From pumpkin carving to costume making and party planning to buying those “fun size” candy bars for trick-or-treaters, doing Halloween up right requires a lot of preparation. But it’s often hard to get great photos of all your work, when most of the Halloween fun happens at night. Try these tips for the spookiest photos you’re ever likely to see.
- Shoot at or just after dusk, when the light is a little spooky. It may not be the “witching hour” (which is way, way past everyone’s bedtime), but it’s easier to get good photos than it is when it’s truly dark.
- Turn off your flash. Otherwise, you’ll eliminate the spooky shadows—or overexpose the shot entirely. Or, if you want to get really creepy, try this low-tech add-on: Hold a small piece of red or brown cellophane over the flash.
- Think about other ways to add light to your photos: Bonfires, glow sticks and sparklers all add Halloween excitement and help illuminate your goblins. Another helpful mood-maker is a flashlight. Placing a flashlight below your subjects’ faces results in a reliably haunting image (which is why it’s so often used when telling scary campfire stories).
- When you’re shooting in low light, you often need longer exposure times, which heightens the risk of blur. Place your camera or smartphone on a tripod when possible, or try resting it on a table or other steady surface.

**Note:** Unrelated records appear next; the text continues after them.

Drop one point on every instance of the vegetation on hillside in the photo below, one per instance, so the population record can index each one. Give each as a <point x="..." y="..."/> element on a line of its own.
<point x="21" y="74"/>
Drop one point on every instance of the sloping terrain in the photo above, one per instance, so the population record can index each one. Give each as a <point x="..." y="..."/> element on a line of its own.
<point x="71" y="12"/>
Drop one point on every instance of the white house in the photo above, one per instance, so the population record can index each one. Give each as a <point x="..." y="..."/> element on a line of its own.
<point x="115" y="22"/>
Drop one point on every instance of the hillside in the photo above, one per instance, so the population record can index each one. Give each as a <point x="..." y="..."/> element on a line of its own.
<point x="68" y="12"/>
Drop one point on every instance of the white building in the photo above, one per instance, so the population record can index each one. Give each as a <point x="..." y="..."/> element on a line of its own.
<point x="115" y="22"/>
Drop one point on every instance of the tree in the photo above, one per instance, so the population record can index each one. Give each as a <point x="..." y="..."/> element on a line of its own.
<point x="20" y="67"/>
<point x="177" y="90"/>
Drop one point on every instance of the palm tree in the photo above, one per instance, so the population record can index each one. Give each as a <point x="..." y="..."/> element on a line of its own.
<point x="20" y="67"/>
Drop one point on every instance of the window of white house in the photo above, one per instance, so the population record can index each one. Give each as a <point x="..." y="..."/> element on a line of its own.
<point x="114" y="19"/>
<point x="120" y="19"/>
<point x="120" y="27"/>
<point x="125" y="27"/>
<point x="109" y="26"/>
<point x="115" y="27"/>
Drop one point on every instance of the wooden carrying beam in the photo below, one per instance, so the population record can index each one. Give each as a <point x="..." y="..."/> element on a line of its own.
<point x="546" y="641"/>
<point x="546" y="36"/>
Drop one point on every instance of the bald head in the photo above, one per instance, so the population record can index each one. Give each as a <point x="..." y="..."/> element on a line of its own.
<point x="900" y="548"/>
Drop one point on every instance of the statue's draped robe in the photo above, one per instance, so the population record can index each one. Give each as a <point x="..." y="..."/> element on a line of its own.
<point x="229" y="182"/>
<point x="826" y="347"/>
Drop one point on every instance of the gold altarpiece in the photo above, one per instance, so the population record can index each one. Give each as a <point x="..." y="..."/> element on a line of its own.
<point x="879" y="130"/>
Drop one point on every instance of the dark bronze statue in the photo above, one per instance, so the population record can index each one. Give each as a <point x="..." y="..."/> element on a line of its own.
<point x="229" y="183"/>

- Experiment with different ISO settings. When you change your camera’s ISO setting, you’re changing the camera’s sensitivity to light. You will want a high ISO setting in order to pick up the light in your dark photos, but not so high that you pick up every speck of lint or dust in the air. Some cameras and smartphones handle the higher ISOs better than others, so be sure to test yours out before snapping that once-in-a-lifetime pic.
- A long-exposure frame, meanwhile, can put a weird glow on objects against a dark background. And if your subjects move while you’re taking the picture you can get a cool, ghostly effect. (If you’ve ever come across those apps that add “spirit” effects to your pictures, this is what they do.) And for a cool “motion blur” effect, check out the Slow Shutter Cam app for iOS and Camera FV-5 for Android.
Finally, keep in mind that you can’t expect to become a master photographer of the paranormal within five minutes of trying. Practice some night shots with your smartphone or camera so that you know which settings you prefer and how to find them quickly. Not even a zombie likes to hold his or her pose while the photographer fumbles through a menu.